Catholic majority in North for first time

Census: figures from NI expected to show historic shift.

Catholic majority in North for first time

On one street the sidewalks are painted in the British national colours. The town is called Londonderry by Protestants and Derry by Catholics. u
Larissa Schwedes/dpa/Alamy Live News

Experts expect the results of the 2021 census in Northern Ireland to show that Catholics outnumber Protestants in the territory for the first time ever when they are published later this week. The announcement is likely to have far-reaching implications in Northern Ireland, which has been politically dominated by a protestant-background majority since the partition of Ireland in 1921.

With Catholic-background voters tending to support Irish nationalist parties that promote reunification with the south, and protestant-background voters supporting unionist parties opposing such moves, the census results will likely be taken as predictive of a broader political shift. Weakening church attendance and religious affiliation, especially amongst the young, means however that such an impact may be more muted than previously expected.

The last census, held in 2011, showed Northern Ireland's population to split nearly equally between Protestants (at 48 per cent) and Catholics (at 45 per cent) while 7 per cent said they belonged to another religion or none. In 2001, the equivalent figures were 53 per cent Protestant and 44 per cent Catholic. Multiple factors are likely to affect the demographic shift, including a traditionally higher birth rate among Catholics and, more recently, immigation from Catholic-majority nations like Poland.

Historically many Census respondents have declined to state their religious affiliation, complicating assessments of the results.

A 2016 Labour Force survey pointed to a clear age differential in demographics, with 51 per cent of school-age children in 2011 being Catholic as opposed to 37 per cent Protestant. Amongst residents of working age 44 per cent were Catholic and 40 per cent Protestant. Only among the over 60s was there a majority of Protestants – 57 per cent, compared to Catholics on 35 per cent.

Although Northern Ireland has underwent a process of secularisation, this has been slower than in the UK, with over 80 per cent of respondents identifying as Christian in the 2011 census. Moreover, a drift away from religion has been more pronounced in traditional protestant areas, with Catholics more likely to maintain ties with the Church even if they cease to attend mass regularly. Particular areas – and in urban areas, even neighbourhoods – are associated with each religious group across Northern Ireland.

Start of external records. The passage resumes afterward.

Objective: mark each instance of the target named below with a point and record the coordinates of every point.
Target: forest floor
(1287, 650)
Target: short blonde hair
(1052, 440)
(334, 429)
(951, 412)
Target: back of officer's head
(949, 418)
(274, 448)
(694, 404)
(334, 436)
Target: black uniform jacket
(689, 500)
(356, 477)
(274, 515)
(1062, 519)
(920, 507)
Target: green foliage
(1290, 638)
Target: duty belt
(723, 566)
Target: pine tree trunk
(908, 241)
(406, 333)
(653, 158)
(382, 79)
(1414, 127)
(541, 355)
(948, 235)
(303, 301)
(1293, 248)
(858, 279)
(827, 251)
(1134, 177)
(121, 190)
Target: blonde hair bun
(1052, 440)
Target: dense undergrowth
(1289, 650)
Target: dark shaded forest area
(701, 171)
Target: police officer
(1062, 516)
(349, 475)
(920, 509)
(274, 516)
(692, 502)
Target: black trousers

The statistics from the 2021 census have been delayed due to the death of the Queen, but will be released Thursday 22 September. The data being released this week will include information on ethnic group, national identity, language and religion. They coincide with a turbulent period of politics in the region,with the Irish-nationalist Sinn Féin  winning Northern Ireland’s devolved elections in May this year, the first time any pro-unification party has topped the poll.